Tab Benoit "Legacy: The Best of Tab Benoit" (Telarc)
Louisiana bluesman Tab Benoit has forged an impressive album niche over his 13 years with Telarc. While always keeping the blues at the center of his work, he's included aspects of numerous other genres from country and Cajun and soul. This new anthology gathers 14 strong tracks from that catalog, several Benoit originals, as well as some outstanding covers and collaborations. The country pieces include "Shelter Me," a tender Julie Miller/Stephen P. Miller piece, and "Comin' On Strong," a Billy Joe Shaver testimonial which also features both Shaver and Wayon Thibodeaux joining Benoit for a delightful vocal.
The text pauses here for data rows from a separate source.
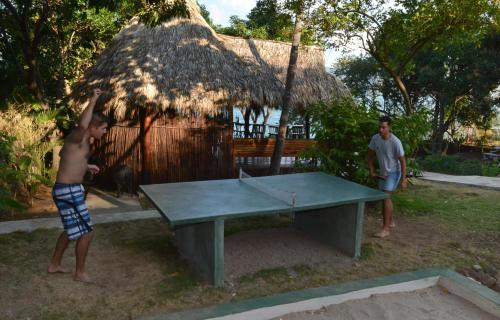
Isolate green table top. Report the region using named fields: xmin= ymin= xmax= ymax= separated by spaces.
xmin=140 ymin=172 xmax=387 ymax=226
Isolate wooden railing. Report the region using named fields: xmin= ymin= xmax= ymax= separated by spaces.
xmin=233 ymin=139 xmax=316 ymax=157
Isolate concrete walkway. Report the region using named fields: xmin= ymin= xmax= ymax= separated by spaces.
xmin=0 ymin=210 xmax=161 ymax=234
xmin=420 ymin=171 xmax=500 ymax=190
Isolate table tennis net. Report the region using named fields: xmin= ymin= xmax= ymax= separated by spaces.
xmin=239 ymin=169 xmax=296 ymax=207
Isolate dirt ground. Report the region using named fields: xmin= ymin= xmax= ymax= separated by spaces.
xmin=0 ymin=179 xmax=500 ymax=319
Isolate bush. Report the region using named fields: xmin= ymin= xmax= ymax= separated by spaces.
xmin=419 ymin=155 xmax=500 ymax=177
xmin=300 ymin=99 xmax=429 ymax=184
xmin=301 ymin=99 xmax=378 ymax=184
xmin=0 ymin=131 xmax=24 ymax=213
xmin=0 ymin=105 xmax=60 ymax=206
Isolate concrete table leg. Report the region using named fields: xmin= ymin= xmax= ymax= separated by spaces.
xmin=294 ymin=202 xmax=365 ymax=257
xmin=174 ymin=220 xmax=224 ymax=287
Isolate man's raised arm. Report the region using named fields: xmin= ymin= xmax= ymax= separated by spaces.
xmin=71 ymin=89 xmax=102 ymax=143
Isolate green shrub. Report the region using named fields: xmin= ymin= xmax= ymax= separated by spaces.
xmin=0 ymin=105 xmax=60 ymax=208
xmin=301 ymin=99 xmax=378 ymax=183
xmin=0 ymin=131 xmax=24 ymax=213
xmin=419 ymin=155 xmax=500 ymax=177
xmin=481 ymin=164 xmax=500 ymax=177
xmin=301 ymin=99 xmax=428 ymax=184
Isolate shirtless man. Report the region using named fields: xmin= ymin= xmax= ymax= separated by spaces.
xmin=48 ymin=89 xmax=108 ymax=282
xmin=368 ymin=117 xmax=408 ymax=238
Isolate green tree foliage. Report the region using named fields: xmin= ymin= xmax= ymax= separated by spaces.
xmin=0 ymin=131 xmax=24 ymax=214
xmin=301 ymin=98 xmax=429 ymax=184
xmin=335 ymin=28 xmax=500 ymax=153
xmin=212 ymin=0 xmax=319 ymax=45
xmin=314 ymin=0 xmax=499 ymax=114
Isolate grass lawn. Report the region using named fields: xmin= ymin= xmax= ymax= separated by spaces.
xmin=0 ymin=181 xmax=500 ymax=319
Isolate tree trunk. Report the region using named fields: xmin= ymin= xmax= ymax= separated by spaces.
xmin=391 ymin=74 xmax=413 ymax=116
xmin=24 ymin=49 xmax=43 ymax=101
xmin=269 ymin=13 xmax=303 ymax=175
xmin=243 ymin=108 xmax=252 ymax=138
xmin=432 ymin=101 xmax=448 ymax=154
xmin=431 ymin=98 xmax=441 ymax=154
xmin=376 ymin=55 xmax=413 ymax=115
xmin=140 ymin=108 xmax=153 ymax=184
xmin=263 ymin=107 xmax=273 ymax=125
xmin=304 ymin=113 xmax=311 ymax=140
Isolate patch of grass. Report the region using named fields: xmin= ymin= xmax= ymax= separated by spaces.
xmin=361 ymin=242 xmax=377 ymax=260
xmin=156 ymin=265 xmax=200 ymax=298
xmin=418 ymin=155 xmax=500 ymax=177
xmin=292 ymin=264 xmax=316 ymax=277
xmin=393 ymin=181 xmax=500 ymax=231
xmin=0 ymin=180 xmax=500 ymax=320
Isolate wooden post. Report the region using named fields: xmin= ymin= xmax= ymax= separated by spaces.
xmin=139 ymin=108 xmax=153 ymax=184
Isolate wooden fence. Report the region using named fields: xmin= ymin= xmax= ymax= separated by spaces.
xmin=233 ymin=139 xmax=316 ymax=157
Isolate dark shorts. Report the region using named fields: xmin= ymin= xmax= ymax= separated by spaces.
xmin=52 ymin=183 xmax=92 ymax=240
xmin=378 ymin=171 xmax=401 ymax=192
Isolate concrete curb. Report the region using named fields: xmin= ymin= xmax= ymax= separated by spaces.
xmin=420 ymin=171 xmax=500 ymax=190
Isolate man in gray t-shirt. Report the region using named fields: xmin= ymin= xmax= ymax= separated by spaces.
xmin=368 ymin=117 xmax=407 ymax=238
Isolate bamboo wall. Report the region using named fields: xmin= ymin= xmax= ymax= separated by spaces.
xmin=94 ymin=115 xmax=233 ymax=188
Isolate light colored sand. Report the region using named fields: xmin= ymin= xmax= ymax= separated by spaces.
xmin=224 ymin=228 xmax=352 ymax=281
xmin=274 ymin=287 xmax=499 ymax=320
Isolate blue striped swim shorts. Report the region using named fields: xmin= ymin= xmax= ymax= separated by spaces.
xmin=52 ymin=183 xmax=92 ymax=240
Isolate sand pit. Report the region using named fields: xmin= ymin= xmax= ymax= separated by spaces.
xmin=224 ymin=228 xmax=352 ymax=281
xmin=273 ymin=286 xmax=499 ymax=320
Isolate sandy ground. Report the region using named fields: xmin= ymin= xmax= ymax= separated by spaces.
xmin=224 ymin=227 xmax=352 ymax=282
xmin=0 ymin=184 xmax=500 ymax=320
xmin=275 ymin=287 xmax=499 ymax=320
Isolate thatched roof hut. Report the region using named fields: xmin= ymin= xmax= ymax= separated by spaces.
xmin=71 ymin=0 xmax=348 ymax=183
xmin=72 ymin=0 xmax=347 ymax=120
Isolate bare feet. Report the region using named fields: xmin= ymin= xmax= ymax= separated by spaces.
xmin=47 ymin=265 xmax=68 ymax=273
xmin=73 ymin=273 xmax=95 ymax=283
xmin=380 ymin=221 xmax=396 ymax=228
xmin=373 ymin=229 xmax=391 ymax=238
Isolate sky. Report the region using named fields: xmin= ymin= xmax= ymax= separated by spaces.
xmin=198 ymin=0 xmax=359 ymax=69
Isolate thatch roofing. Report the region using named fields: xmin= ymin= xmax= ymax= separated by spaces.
xmin=71 ymin=0 xmax=348 ymax=120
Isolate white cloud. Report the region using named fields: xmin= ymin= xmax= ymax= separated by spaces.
xmin=198 ymin=0 xmax=256 ymax=26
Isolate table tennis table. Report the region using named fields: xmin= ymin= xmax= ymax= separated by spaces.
xmin=140 ymin=172 xmax=387 ymax=287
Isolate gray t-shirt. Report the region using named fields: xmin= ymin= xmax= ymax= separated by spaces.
xmin=368 ymin=133 xmax=405 ymax=176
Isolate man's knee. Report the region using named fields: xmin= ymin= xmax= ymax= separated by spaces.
xmin=77 ymin=231 xmax=94 ymax=241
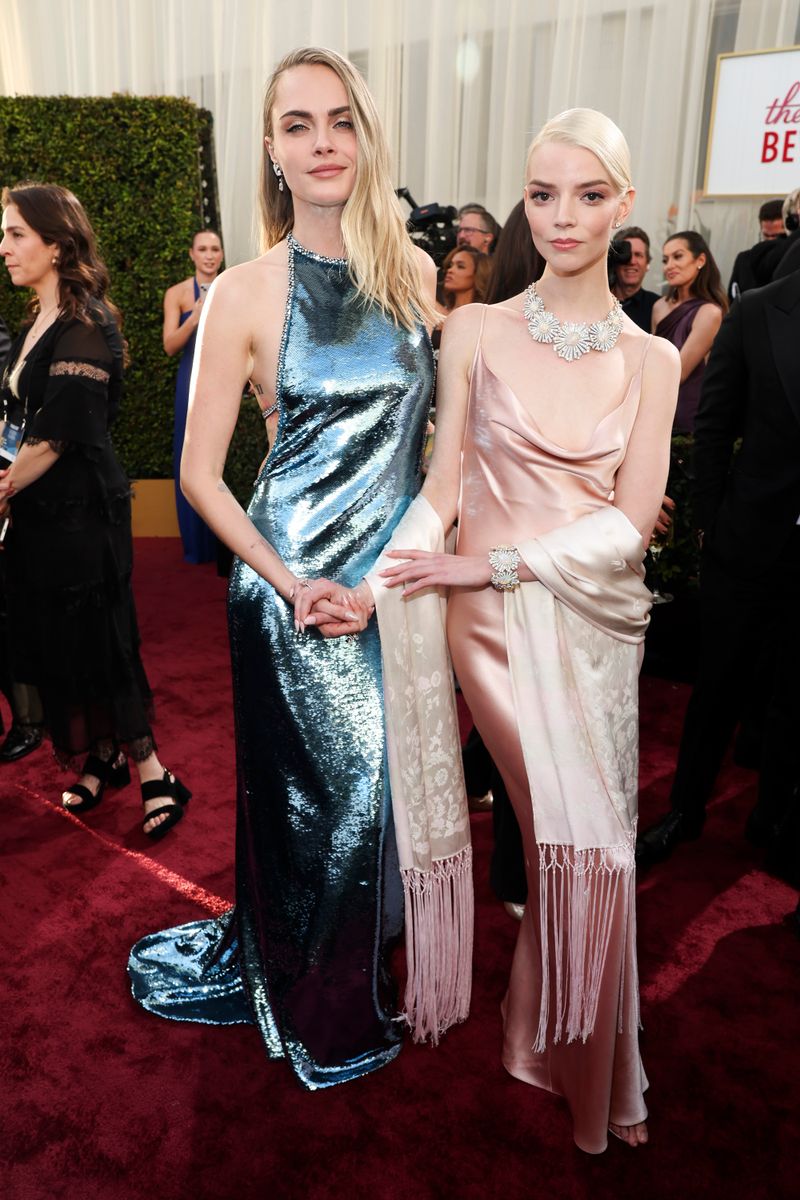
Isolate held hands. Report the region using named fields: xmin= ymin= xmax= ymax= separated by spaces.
xmin=0 ymin=467 xmax=14 ymax=504
xmin=289 ymin=578 xmax=375 ymax=637
xmin=380 ymin=550 xmax=492 ymax=596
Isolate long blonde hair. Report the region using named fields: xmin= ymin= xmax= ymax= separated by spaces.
xmin=525 ymin=108 xmax=632 ymax=196
xmin=259 ymin=46 xmax=439 ymax=329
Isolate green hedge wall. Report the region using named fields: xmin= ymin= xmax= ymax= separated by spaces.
xmin=0 ymin=96 xmax=218 ymax=479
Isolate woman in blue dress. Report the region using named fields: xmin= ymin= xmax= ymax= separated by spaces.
xmin=163 ymin=229 xmax=222 ymax=563
xmin=130 ymin=49 xmax=435 ymax=1088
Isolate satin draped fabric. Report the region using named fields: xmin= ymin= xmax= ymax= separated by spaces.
xmin=447 ymin=324 xmax=650 ymax=1153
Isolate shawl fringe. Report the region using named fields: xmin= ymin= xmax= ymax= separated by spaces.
xmin=401 ymin=846 xmax=473 ymax=1045
xmin=367 ymin=496 xmax=474 ymax=1045
xmin=533 ymin=833 xmax=638 ymax=1054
Benoit turns to classic soul with a fine cover of Otis Redding's "These Arms of Mine," and joins Kenny Neal for an entertaining romp through Screaming Jay Hawkins' "I Put A Spell On You." Benoit ventures into more contemporary terrain with "The Blues Is Hear To Stay," where he's joined by Cyril Neville." He swaps robust licks and ambitious solos with Jimmy Thackery on "Whiskey Store," "Bayou Boogie," and "Nice and Warm." Still, he's really at his best on his own material, especially "Muddy Bottom Blues" and "Darkness," trio pieces with bassist Carl Dufrene and drummer Darryl White, as well as "Night Train" (not the Jimmy Forrest special) and "Medicine," a number co-written with Anders Osborne, who also joins him for some spirited guitar exchanges. Tab Benoit's been a champion of Louisiana music his entire career, and "Legacy" documents the finest pieces from his time on Telarc.